Leaders At U.N. Urge Continued Action To Meet MDGs

“With the deadline for the Millennium Development Goals (MDGs) looming, United Nations officials [on Tuesday] called on countries to accelerate action to meet the global targets that have spurred the fastest reduction of poverty in human history,” the U.N. News Centre reports.
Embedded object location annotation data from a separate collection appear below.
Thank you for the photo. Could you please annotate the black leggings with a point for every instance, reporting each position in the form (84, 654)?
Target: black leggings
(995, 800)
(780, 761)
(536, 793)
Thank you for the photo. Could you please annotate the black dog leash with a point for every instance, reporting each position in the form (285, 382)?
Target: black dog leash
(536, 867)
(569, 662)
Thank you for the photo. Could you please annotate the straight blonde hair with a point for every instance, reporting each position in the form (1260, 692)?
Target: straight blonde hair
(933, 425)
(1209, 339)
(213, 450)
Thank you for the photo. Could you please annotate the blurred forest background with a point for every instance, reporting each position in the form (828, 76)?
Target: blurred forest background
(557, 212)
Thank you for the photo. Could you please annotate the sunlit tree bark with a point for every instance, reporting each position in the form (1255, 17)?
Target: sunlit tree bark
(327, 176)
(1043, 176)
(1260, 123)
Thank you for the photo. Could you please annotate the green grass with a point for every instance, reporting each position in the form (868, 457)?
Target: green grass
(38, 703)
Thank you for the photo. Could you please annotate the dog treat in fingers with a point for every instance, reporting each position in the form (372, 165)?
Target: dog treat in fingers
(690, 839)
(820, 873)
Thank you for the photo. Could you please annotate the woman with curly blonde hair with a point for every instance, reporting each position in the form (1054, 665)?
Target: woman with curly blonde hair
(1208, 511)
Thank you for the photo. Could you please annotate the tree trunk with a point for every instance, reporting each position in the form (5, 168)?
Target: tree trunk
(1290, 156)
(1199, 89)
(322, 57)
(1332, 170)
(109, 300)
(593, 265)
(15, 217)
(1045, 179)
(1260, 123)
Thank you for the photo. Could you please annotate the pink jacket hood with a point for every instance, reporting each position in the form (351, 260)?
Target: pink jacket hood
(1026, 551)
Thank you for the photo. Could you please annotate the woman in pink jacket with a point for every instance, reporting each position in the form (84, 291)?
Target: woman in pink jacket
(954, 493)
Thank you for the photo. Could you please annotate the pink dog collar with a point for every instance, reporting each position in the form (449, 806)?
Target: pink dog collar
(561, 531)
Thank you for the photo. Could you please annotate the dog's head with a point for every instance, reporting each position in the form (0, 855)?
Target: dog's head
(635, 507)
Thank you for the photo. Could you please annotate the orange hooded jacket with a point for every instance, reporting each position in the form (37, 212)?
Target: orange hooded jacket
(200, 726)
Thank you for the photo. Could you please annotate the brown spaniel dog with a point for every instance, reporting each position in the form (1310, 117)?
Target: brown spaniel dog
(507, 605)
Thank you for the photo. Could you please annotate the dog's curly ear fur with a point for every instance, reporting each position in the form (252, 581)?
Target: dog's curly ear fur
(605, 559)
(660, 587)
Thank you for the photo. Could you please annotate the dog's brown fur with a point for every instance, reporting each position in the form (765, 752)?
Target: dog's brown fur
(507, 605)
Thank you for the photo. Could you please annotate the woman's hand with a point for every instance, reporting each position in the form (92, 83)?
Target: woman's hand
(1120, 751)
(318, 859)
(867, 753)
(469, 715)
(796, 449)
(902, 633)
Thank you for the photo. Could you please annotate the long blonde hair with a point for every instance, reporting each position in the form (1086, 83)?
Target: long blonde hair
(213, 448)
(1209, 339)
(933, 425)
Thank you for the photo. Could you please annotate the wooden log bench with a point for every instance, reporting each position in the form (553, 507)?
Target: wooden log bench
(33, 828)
Leaders, including U.N. Development Programme Administrator Helen Clark and World Bank President Jim Yong Kim, spoke at a high-level panel held in conjunction with the 68th session of the General Assembly, the news service notes, adding, “The panel also hosted heads of state from Bangladesh, Costa Rica, Ghana, Tanzania and Tonga, as well Melinda Gates, co-founder of the Bill & Melinda Gates Foundation, and nine-time Olympic gold medalist and U.N. Goodwill Ambassador Carl Lewis.” At a different event on Tuesday, U.N. Secretary-General Ban Ki-moon “appealed to innovators to use their creativity, ideas and inspiration to achieve the MDGs,” according to the news service (9/24).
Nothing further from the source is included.